Friday May 5
Why did he want us to eat his body? A sensible question to ask after listening to Jesus in the synagogue of Capernaum: it sounds almost cannibalistic. However, Christ did not hesitate and continued talking about his flesh and blood as necessary to overcome death and enter into eternal life. It is not like any ordinary eating: just as the Son is intimately united with the Father, so the believer will enjoy the divine life if he is nourished by the body of Christ. Only at the Last Supper will he unveil the full sense of the word to raise the bread and say this is my body.
Alternative
St.

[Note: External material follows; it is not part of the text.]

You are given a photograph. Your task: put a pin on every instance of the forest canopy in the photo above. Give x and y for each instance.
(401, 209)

John’s Gospel: makes effective use of misunderstanding as a method of teaching: ch. 3 (Nicodemus), ch. 4 (the woman at the well), and today’s passage.
The phrase “eat my flesh and drink my blood” was wide open to misunderstanding, especially, one must say, by his particular audience. There was an expression “to eat someone’s flesh”, meaning to slander a person; this could have put them on the wrong track for a start. In addition, their Scriptures had some rather ghoulish texts like Isaiah’s, “I will make your oppressors eat their own flesh, and they shall be drunk with their own blood as with wine” (Is 49:26). Such texts were about vengeance, not about intimacy and communion. There was also the more neutral expression “flesh and blood”, meaning just human life: as when Jesus said, “Blessed are you, Simon son of Jonah! For flesh and blood has not revealed this to you, but my Father in heaven” (Mt 16:17).
Christians tended to see the separate mention of flesh and blood as a sign of the death of Jesus, but the more common view among scholars now is that it means: the whole living Christ.
But the fact is that his listeners were puzzled. And when they asked for an explanation, he didn’t offer one. There has been no shortage of people down the ages who were wholly eager to offer explanations: some in the terms of pagan philosophy. But what do we do with things we have “explained” (the word means “flattened out”)? We put them aside. The words of Jesus stand there, calling us to something deeper than the intellectual satisfaction that explanations give. We are hungry in deeper places than that.